Erheblich verminderte Schuldfähigkeit gemäß §§ 20, 21 StGB setzt voraus, dass die Fähigkeit, das Unrecht einer Tat einzusehen oder nach dieser Einsicht zu handeln, wegen einer Störung im Sinne von § 20 StGB bei Tatbegehung erheblich eingeschränkt war. Für die Steuerungsfähigkeit kommt es darauf an, ob das Hemmungsvermögen so stark herabgesetzt war, dass der Betroffene den Tatanreizen erheblich weniger Widerstand als gewöhnlich entgegenzusetzen vermochte (vgl. BGH, Urteile vom 27. November 1959 – 4 StR 394/59 – BGHSt 14, 30 ≪32≫ und vom 21. November 1969 – 3 StR 249/68 – BGHSt 23, 176 ≪190≫; stRspr). Die Frage, ob die Verminderung der Steuerungsfähigkeit aufgrund einer krankhaften seelischen Störung “erheblich” war, ist eine Rechtsfrage, die die Verwaltungsgerichte ohne Bindung an die Einschätzung Sachverständiger in eigener Verantwortung zu beantworten haben. Hierzu bedarf es einer Gesamtschau der Persönlichkeitsstruktur des Betroffenen, seines Erscheinungsbildes vor, während und nach der Tat und der Berücksichtigung der Tatumstände, insbesondere der Vorgehensweise. Für die Annahme einer erheblichen Minderung der Schuldfähigkeit sind schwerwiegende Gesichtspunkte heranzuziehen wie etwa Psychopathien, Neurosen, Triebstörungen, leichtere Formen des Schwachsinns, altersbedingte Persönlichkeitsveränderungen, Affektzustände sowie Folgeerscheinungen einer Abhängigkeit von Alkohol, Drogen oder Medikamenten (vgl. Lackner/Kühl, StGB, § 21 Rn. 2 m.w.N.). Die Erheblichkeitsschwelle liegt umso höher, je schwerer das in Rede stehende Delikt wiegt (vgl. BGH, Urteile vom 21. Januar 2004 – 1 StR 346/03 – NStZ 2004, 437 und vom 22. Oktober 2004 – 1 StR 248/04 – NStZ 2005, 329 ≪330≫). Dementsprechend hängt im Disziplinarrecht die Beurteilung der Erheblichkeit im Sinne von § 21 StGB von der Bedeutung und Einsehbarkeit der verletzten Dienstpflichten ab. Aufgrund dessen wird sie bei sog. Zugriffsdelikten nur in Ausnahmefällen erreicht werden (vgl. Urteile vom 3. Mai 2007 – BVerwG 2 C 9.06. – a.a.O. Rn. 34 und vom 29. Mai 2008 – BVerwG 2 C 59.07 – a.a.O. Rn. 29 f.).

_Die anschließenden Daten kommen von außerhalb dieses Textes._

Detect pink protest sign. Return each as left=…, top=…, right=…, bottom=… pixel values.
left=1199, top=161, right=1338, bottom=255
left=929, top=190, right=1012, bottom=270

Liegt allerdings eine erhebliche Verminderung der Schuldfähigkeit des Beamten im Sinne des § 21 StGB tatsächlich vor, so ist dieser Umstand bei der Bewertung der Schwere des Dienstvergehens mit dem ihm zukommenden erheblichen Gewicht heranzuziehen. Er kann eine Disziplinarmaßnahme zwar nicht ausschließen, muss dem Gericht aber Anlass zu Überlegungen geben, ob dann noch die schärfste Disziplinarmaßnahme geboten ist.
Da demnach ein Verfahrensmangel vorliegt, auf dem das Urteil des Berufungsgerichts beruht, und die Entscheidung des Berufungsgerichts sich auch nicht aus anderen Gründen als richtig erweist mit der Folge, dass die Beschwerde in entsprechender Anwendung des § 144 Abs. 4 VwGO zurückzuweisen wäre, macht der Senat im Interesse der Verfahrensbeschleunigung von § 133 Abs. 6 VwGO, § 69 BDG Gebrauch. Nach diesen Vorschriften kann unter den genannten Voraussetzungen in dem auf die Beschwerde gegen die Nichtzulassung der Revision ergehenden Beschluss des Bundesverwaltungsgerichts die Berufungsentscheidung aufgehoben und der Rechtsstreit zur anderweitigen Verhandlung und Entscheidung an das Oberverwaltungsgericht zurückverwiesen werden.
Die Kostenentscheidung bleibt der Schlussentscheidung vorbehalten. Da Gerichtskosten gemäß § 78 Abs. 1 Satz 1 BDG nicht erhoben werden, bedarf es einer Festsetzung des Wertes des Streitgegenstandes nicht.